From the Kremlin’s perspective, Deraa remains an area of secondary importance for the Russian military operating in the Middle Eastern country. One of Moscow’s primary goals in Syria is to modernize the northeastern port of Tartus, which is Russia’s only door opened to the Mediterranean. It is believed, however, that one of Russia’s priorities in southern Syria is to limit the Iranian influence, and at the same time to find a solution to the growing outbreaks of protest.
Back in June it became obvious that situation in Deraa is critical and that local economy is on the verge of collapse.
Damascus, on the other hand, appears to see the situation in the south from the purely political perspective, and keeps using the old repressive tools.
“The efforts of the armed forces of the Syrian Arab Republic have stabilized the situation in Deraa”, said Counter Admiral Vadim Kulit, deputy chief of the Russian Center for Reconciliation of the Opposing Parties in Syria.
But economic circumstances in the region are unlikely to improve any time soon, which means that tensions in the “birthplace of the Syrian revolution” are expected to grow. There are even fears that full-scale hostilities in Deraa will eventually resume.
Unlike most other Syrian regions that were recaptured by the Syrian Arab Army in 2018, and where anti-government fighters mostly have been evacuated to the northern Idlib Province, in Daara, under a Russia-brokered deal, they were allowed to stay and take part in the “reconciliation process”. According to the deal, they had to hand over heavy weaponry to the SAA, but not small arms. Moreover, the Russians and the former rebels agreed that all detainees must be released, oppositionists and dissidents could freely return to their homes, and young people would not be conscripted into SAA units fighting in Idlib.
However, on June 24, Syrian government forces began to impose their siege on the neighborhoods of Deraa al-Balad after the residents reportedly refused to hand over small individual weapons and automatic machine guns to the SAA and the Russian military police. It is worth remembering that in June 2020 the Russian military opened a center in Deraa, allegedly in order to receive information from the locals about their relatives who are being held detained by the Syrian authorities. Still, some locals are skeptical regarding the Russian ambitions in the province.
“The Russian military received lists of detainees two years ago, but nothing has changed, and the opening of the center is just an excuse to increase the Russian presence in the region, says local lawyer Adnan Masalmeh.
Colonel Fateh Hasun, one of the commanders of the Syrian opposition, reportedly told the Russian newspaper Kommersant that Moscow failed to fulfill its obligations to the people of Deraa.
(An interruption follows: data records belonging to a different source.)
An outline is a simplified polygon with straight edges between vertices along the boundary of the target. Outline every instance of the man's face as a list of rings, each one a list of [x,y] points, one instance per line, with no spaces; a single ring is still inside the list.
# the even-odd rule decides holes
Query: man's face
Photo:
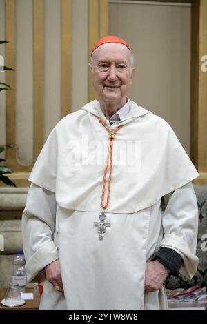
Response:
[[[130,50],[122,44],[108,43],[94,53],[93,84],[99,97],[106,103],[124,102],[132,84],[134,68]]]

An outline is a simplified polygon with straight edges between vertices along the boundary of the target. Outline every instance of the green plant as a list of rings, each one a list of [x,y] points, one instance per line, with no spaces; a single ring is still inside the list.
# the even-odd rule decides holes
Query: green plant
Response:
[[[14,145],[0,145],[0,153],[5,151],[6,148],[18,148],[17,146]],[[5,161],[4,159],[0,158],[0,163]],[[8,176],[5,176],[4,174],[7,174],[8,173],[12,173],[12,170],[5,165],[0,165],[0,181],[3,182],[6,185],[12,185],[13,187],[16,187],[15,183],[12,181]]]
[[[8,43],[8,42],[7,41],[0,41],[0,44],[4,44],[4,43]],[[4,70],[12,70],[14,71],[14,69],[12,68],[8,68],[7,66],[3,66],[3,71]],[[2,87],[3,85],[3,87]],[[3,82],[0,82],[0,91],[3,90],[10,90],[11,87],[6,83],[3,83]],[[0,145],[0,154],[2,153],[3,151],[6,150],[6,148],[18,148],[15,145]],[[2,162],[5,161],[6,160],[4,159],[0,158],[0,163]],[[8,185],[12,185],[13,187],[16,187],[15,183],[12,181],[8,176],[5,176],[4,174],[8,174],[9,173],[12,173],[12,170],[10,168],[6,167],[6,165],[0,165],[0,181],[2,181],[3,183]]]

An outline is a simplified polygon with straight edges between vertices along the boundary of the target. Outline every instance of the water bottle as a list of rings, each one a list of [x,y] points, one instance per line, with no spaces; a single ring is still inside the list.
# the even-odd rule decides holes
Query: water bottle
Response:
[[[12,280],[17,283],[21,292],[25,292],[26,277],[25,259],[21,250],[17,250],[13,261]]]

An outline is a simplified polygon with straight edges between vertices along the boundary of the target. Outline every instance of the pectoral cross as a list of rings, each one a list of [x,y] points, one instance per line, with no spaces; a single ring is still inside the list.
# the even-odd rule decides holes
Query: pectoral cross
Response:
[[[106,233],[106,227],[110,227],[110,223],[104,223],[105,219],[106,219],[106,215],[104,214],[103,210],[102,210],[101,214],[99,215],[99,222],[94,222],[94,225],[95,227],[98,227],[98,233],[99,233],[99,240],[103,239],[103,234]]]

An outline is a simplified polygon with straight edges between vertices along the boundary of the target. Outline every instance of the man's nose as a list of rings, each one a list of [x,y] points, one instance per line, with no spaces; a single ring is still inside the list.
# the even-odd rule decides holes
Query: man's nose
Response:
[[[115,66],[111,65],[110,67],[110,70],[109,70],[109,74],[108,74],[108,79],[111,81],[115,81],[117,79],[117,69],[116,69]]]

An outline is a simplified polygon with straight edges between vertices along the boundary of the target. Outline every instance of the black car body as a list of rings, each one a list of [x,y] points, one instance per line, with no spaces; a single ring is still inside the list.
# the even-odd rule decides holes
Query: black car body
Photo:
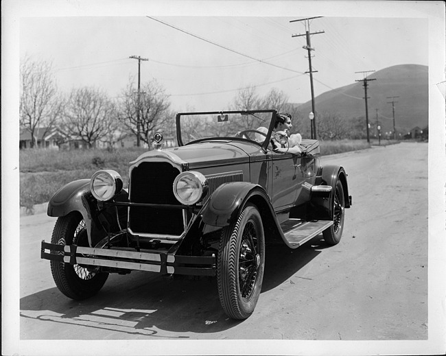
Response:
[[[178,147],[163,150],[155,135],[155,149],[130,163],[128,190],[109,170],[62,187],[41,248],[59,289],[88,298],[109,273],[132,270],[215,276],[224,311],[248,318],[268,245],[296,248],[320,233],[336,244],[351,204],[344,169],[321,165],[318,141],[302,140],[298,154],[274,152],[276,115],[177,114]]]

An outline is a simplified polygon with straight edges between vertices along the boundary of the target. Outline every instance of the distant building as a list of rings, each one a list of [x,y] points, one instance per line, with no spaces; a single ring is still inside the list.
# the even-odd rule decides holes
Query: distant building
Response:
[[[429,126],[421,129],[418,126],[412,128],[407,134],[404,135],[404,139],[421,139],[427,140],[429,138]]]
[[[56,128],[48,130],[48,128],[38,128],[34,131],[36,148],[47,148],[58,150],[59,146],[65,141],[64,134]],[[31,148],[32,140],[31,132],[26,129],[21,129],[19,137],[19,148]]]

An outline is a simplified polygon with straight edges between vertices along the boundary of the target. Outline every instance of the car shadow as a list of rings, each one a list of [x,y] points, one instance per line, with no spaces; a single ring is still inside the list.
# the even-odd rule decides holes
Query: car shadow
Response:
[[[323,246],[318,237],[296,250],[268,246],[262,293],[298,272]],[[65,297],[56,287],[43,290],[21,298],[20,310],[23,320],[161,338],[189,338],[187,333],[217,333],[243,322],[223,312],[215,278],[172,278],[143,272],[110,275],[97,295],[82,301]],[[35,325],[32,321],[26,324]],[[33,328],[22,328],[21,338],[40,338],[36,335]]]

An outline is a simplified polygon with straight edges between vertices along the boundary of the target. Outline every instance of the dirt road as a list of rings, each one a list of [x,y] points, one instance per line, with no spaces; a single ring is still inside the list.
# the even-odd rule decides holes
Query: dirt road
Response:
[[[111,275],[76,302],[39,258],[54,218],[21,219],[23,340],[422,340],[427,338],[427,145],[322,157],[343,165],[353,205],[340,243],[322,235],[267,250],[262,292],[243,322],[222,312],[214,280]]]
“This is not a deception, but simply a Russian retreat before the regime and Iran. Let this serve as a warning to those who consider Russia a guarantor of the peace process”, said Hasun.
The Kremlin, for its part, opposed the SAA operation in Deraa, but Damascus conducted it nevertheless, although an influential Russian military officer, Alexander Zorin, reportedly warned Syrian authorities that Moscow would not provide air support to the Syrian army in case of a large-scale offensive in the former opposition stronghold.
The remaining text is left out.